Eur. Phys. J. E (2013) 36: 65
https://doi.org/10.1140/epje/i2013-13065-4

Regular Article

Model on cell movement, growth, differentiation and de-differentiation: Reaction-diffusion equation and wave propagation

¹⁹⁸⁷⁸ Department of Physics, Graduate Institute of Biophysics, and Center for Complex Systems, National Central University, Chungli, Taiwan, 320, R.O.C.
²⁹⁸⁷⁸ Institute of Physics, Academia Sinica, Nankang, Taipei, Taiwan, 115, R.O.C.
³⁹⁸⁷⁸ School of Science, Nanjing University of Science and Technology, Nanjing, 210094, China

^* e-mail: pylai@phy.ncu.edu.tw
^** e-mail: ckchan@gate.sinica.edu.tw

Received: 11 September 2012
Revised: 17 April 2013
Accepted: 4 June 2013
Published online: 27 June 2013

Abstract

We construct a model for cell proliferation with differentiation into different cell types, allowing backward de-differentiation and cell movement.
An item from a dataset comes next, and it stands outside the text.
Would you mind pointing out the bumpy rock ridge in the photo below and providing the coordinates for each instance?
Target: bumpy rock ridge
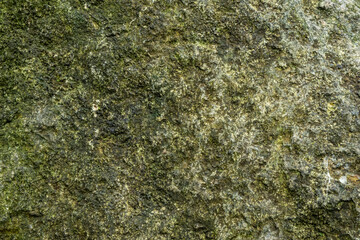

With different cell types labeled by state variables, the model can be formulated in terms of the associated transition probabilities between various states. The cell population densities can be described by coupled reaction-diffusion partial differential equations, allowing steady wavefront propagation solutions. The wavefront profile is calculated analytically for the simple pure growth case (2-states), and analytic expressions for the steady wavefront propagating speeds and population growth rates are obtained for the simpler cases of 2-, 3- and 4-states systems. These analytic results are verified by direct numerical solutions of the reaction-diffusion PDEs. Furthermore, in the absence of de-differentiation, it is found that, as the mobility and/or self-proliferation rate of the down-lineage descendant cells become sufficiently large, the propagation dynamics can switch from a steady propagating wavefront to the interesting situation of propagation of a faster wavefront with a slower waveback. For the case of a non-vanishing de-differentiation probability, the cell growth rate and wavefront propagation speed are both enhanced, and the wavefront speeds can be obtained analytically and confirmed by numerical solution of the reaction-diffusion equations.